Our first house in Puerto Rico had a garden of perhaps an acre. An amiable old man tended it desultorily so that it was not totally overrun, for in that semi-tropical Garden of Eden, basking in the trade winds and amply watered, the problem was to control nature's fertility, not to enhance it. Our driveway, barely 50 yards long, featured four majestic avocado trees which, in fruit, would have sustained all the restaurants in London. Alas, we could never get through more than a dozen a day, even in those weeks when we ate little else.
It was in Puerto Rico that I learnt that juice from an orange you pick yourself bears no relation to juice from an orange picked commercially and sent, refrigerated and bruised, God knows how many thousands of miles. Did I wish to drink the local rum (some of which is as fine as old cognac)? I had only to reach out for a lime or a lemon. We had our own grapefuit and pineapples, each of several varieties. It was simply a matter of learning to eat fruit absolutely fresh and picked at the moment of perfect ripeness.
As for bananas, of which we had a dozen varieties spreading their giant leaves and swollen purple reproductive organs down the slope, I became literally addicted to the baby apple-banana; the giant plantain, fried and peppered, became our staple starch.
Nor is this all. We had quince, four or five kinds of mango, acerolas and many other fruits far more exotic. The huge breadfruit, like its root counterpart, manioc, was just about the only fruit we resisted.
It was interesting to see the use made of this fertility at my resort on the island's east coast. There a French chef had set up shop; and there he, like so many before him, had adapted his cooking to this huge variety of fruity sweetness and tartness. Asked to cook a large fish, one day it came basking in a mango sauce, the next, wrapped in a banana leaf and baked in fruit punch.
Underlying all these exotic flavours, however, was a certain Franco-Hispanic serenity: of things straightforwardly cooked but always with an accent of spice, permeated by peppers or allspice, occasionally scented with clove or coriander. Rice came with garlic and wisps of coriander; the vinegars were stuffed with herbs.
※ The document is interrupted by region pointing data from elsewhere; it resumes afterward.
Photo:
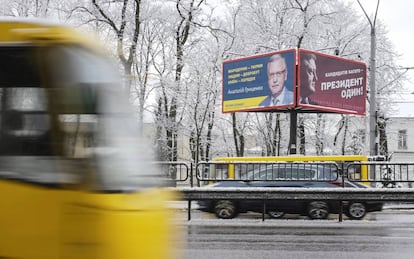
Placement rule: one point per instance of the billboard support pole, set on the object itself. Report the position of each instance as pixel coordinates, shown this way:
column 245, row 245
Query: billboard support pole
column 373, row 146
column 293, row 132
column 372, row 97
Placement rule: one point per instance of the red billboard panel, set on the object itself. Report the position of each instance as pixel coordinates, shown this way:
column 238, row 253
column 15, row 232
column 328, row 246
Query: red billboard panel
column 331, row 83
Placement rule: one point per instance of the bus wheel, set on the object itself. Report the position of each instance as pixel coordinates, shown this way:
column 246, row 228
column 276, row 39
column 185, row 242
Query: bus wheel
column 318, row 210
column 225, row 209
column 276, row 214
column 356, row 210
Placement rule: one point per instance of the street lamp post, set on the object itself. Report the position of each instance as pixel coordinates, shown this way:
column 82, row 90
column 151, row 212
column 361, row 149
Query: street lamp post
column 373, row 131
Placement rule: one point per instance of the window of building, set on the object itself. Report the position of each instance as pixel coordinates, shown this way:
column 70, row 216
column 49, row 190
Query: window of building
column 402, row 139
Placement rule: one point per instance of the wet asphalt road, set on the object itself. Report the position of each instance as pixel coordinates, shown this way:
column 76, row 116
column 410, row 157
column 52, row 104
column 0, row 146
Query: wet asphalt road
column 387, row 234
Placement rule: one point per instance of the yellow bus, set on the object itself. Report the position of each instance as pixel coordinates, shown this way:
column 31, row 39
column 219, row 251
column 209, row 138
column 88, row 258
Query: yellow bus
column 75, row 177
column 229, row 166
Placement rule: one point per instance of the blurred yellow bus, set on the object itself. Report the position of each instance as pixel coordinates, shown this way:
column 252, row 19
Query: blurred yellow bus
column 230, row 166
column 75, row 178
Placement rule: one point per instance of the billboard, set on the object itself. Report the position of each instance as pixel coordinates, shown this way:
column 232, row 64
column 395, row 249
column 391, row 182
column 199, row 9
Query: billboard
column 260, row 83
column 330, row 83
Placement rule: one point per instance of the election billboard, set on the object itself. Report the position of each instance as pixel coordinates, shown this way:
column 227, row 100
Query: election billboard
column 260, row 83
column 331, row 83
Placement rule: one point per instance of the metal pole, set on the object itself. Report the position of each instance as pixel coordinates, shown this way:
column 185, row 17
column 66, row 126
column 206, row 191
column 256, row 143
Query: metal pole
column 372, row 97
column 293, row 132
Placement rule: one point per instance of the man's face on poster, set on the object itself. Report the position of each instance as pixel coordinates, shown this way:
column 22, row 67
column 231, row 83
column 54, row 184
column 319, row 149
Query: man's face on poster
column 276, row 76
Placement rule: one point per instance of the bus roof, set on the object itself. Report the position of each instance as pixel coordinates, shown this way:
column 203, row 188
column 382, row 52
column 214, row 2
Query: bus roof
column 294, row 158
column 38, row 31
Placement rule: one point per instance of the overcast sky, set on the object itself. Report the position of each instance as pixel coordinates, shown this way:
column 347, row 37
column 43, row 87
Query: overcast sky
column 398, row 16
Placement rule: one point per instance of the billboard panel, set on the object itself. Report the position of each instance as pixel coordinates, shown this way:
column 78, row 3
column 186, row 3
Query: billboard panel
column 331, row 83
column 260, row 83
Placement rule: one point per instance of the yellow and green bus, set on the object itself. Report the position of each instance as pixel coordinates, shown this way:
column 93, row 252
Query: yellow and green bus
column 230, row 167
column 75, row 177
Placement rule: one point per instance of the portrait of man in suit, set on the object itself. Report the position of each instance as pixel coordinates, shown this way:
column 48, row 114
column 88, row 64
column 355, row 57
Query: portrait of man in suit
column 277, row 73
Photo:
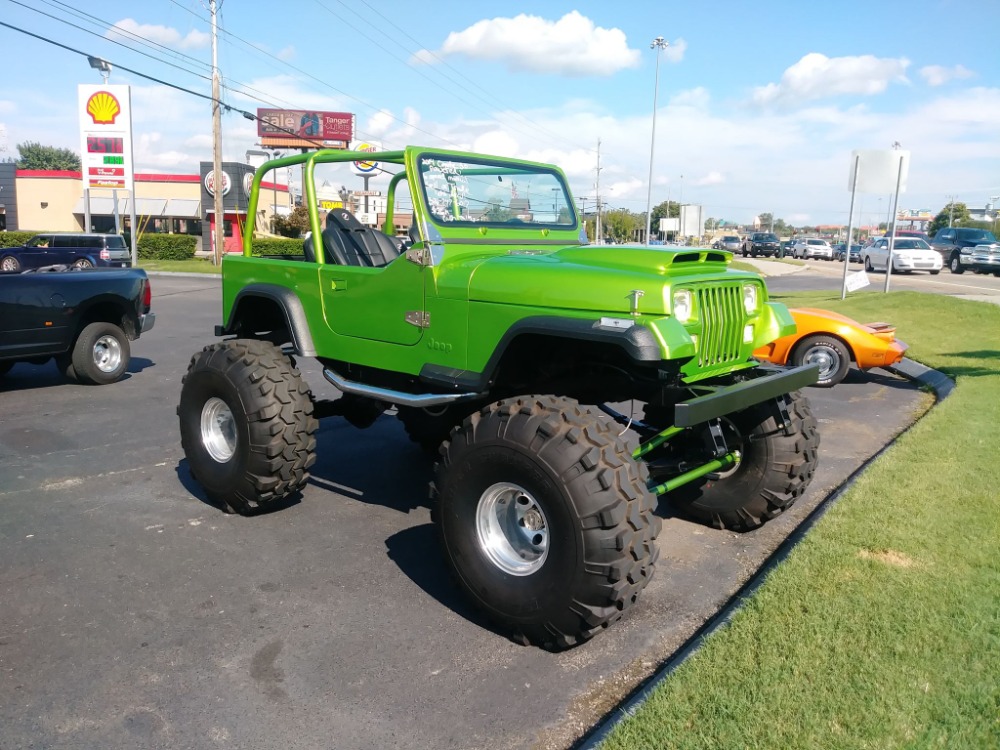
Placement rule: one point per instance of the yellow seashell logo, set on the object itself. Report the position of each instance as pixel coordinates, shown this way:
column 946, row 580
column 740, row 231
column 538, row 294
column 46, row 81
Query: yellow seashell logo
column 103, row 108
Paradise indeed, but for one thing I remembered well from my earlier stay: that wine was hugely expensive. But though the prices had not gone down (after all, wine has to be imported, and kept in an unfavourable climate) the variety had increased enormously. How well a potent rioja went with fruit-scented beef] How delectable a gewurztraminer with sweet crabs] No wonder the world's population is shifting towards the sun.